No, there will be no virgins sacrificed here. As I explain on my Flickr profile, if there is a recognition of evil to be found in the title of my blog, it is a mournful recognition. Depravity is nothing to celebrate, and yet one can find it being celebrated every day, by those who would disguise it as virtue and seek praise for this disgraceful action.





"'The Abyss' was, in part, a reference to the first passage in Genesis:



'In the beginning, when G-d created the heavens and the earth, the earth was a formless wasteland, and darkness covered the abyss, while a mighty wind swept over the waters.

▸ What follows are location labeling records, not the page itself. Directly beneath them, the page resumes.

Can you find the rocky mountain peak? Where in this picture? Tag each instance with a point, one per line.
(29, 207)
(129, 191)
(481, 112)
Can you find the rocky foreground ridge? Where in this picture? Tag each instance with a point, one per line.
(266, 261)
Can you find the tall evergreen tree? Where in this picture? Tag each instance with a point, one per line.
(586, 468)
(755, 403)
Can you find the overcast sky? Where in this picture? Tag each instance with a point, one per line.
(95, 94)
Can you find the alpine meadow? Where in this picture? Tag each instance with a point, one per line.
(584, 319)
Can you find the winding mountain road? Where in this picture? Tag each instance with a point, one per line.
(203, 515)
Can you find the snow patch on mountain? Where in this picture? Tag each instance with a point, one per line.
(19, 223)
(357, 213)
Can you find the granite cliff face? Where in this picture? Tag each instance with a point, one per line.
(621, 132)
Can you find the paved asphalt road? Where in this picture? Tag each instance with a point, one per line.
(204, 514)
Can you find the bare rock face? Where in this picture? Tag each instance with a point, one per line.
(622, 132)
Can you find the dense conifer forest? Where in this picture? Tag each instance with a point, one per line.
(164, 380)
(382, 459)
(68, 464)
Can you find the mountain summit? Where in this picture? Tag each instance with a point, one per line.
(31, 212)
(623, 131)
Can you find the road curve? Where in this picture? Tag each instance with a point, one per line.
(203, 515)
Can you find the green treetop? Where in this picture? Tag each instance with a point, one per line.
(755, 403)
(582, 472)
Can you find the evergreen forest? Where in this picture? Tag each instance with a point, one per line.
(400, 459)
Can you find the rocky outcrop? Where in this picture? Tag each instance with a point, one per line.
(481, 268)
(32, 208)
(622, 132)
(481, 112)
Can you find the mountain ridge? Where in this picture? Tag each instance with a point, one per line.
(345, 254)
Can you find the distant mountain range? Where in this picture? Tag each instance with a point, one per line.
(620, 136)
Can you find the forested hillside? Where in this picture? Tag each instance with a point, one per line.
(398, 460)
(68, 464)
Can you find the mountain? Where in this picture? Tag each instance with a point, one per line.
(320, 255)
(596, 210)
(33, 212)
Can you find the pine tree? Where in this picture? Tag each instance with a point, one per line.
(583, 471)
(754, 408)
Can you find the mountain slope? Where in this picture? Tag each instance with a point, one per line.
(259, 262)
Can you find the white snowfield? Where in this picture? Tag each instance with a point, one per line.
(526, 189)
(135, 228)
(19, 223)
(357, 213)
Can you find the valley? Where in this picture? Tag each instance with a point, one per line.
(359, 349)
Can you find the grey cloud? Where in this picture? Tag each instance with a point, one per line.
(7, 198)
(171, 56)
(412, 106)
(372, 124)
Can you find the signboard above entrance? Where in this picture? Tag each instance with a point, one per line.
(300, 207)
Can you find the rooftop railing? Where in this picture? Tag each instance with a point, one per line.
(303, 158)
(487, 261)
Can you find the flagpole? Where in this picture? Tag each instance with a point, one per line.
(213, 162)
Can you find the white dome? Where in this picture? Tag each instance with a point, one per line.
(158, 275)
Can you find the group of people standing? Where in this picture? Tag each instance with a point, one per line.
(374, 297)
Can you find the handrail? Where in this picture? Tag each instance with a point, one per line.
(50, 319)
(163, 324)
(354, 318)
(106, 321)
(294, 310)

Then G-d said, 'Let there be light,' and there was light. G-d saw how good the light was. G-d then separated the light from the darkness.'


The words "the deep" are sometimes used, instead, in translation, but the meaning is the same. An unfathomably deep sea.

...

Why was my blog named the Abyss? In the short run, the reason for the use of the name was a simple one - a mild self-deprecating joke about the fact my blog's most notable decorative feature in its original location was its use of negative space (an abyss is a large void). This was something that required a little patience on the system where the blog started, which was set to strip away most HTML formatting, and so seemed an especially good name for the blog back when it had just started. The Abyss didn't have the stereotypical blocky look of blogs at that location.

This account has gained a little history of its own, in the time since I first set it up, as a result of my having encountered the anti-terrorism groups, with the perhaps surprising result that rather than spinning the Flickr account off of the blog, I've spun the blog off of the Flickr account. The significance of the name has changed altogether, as I've set up a new blog associated with this account. Before, I was riffing off of some of the themes suggested by the opening passages of Genesis ... now, something different, but the name still fits. Which is a good thing, because I'm come to be known by that name, and changing it now might create a little confusion.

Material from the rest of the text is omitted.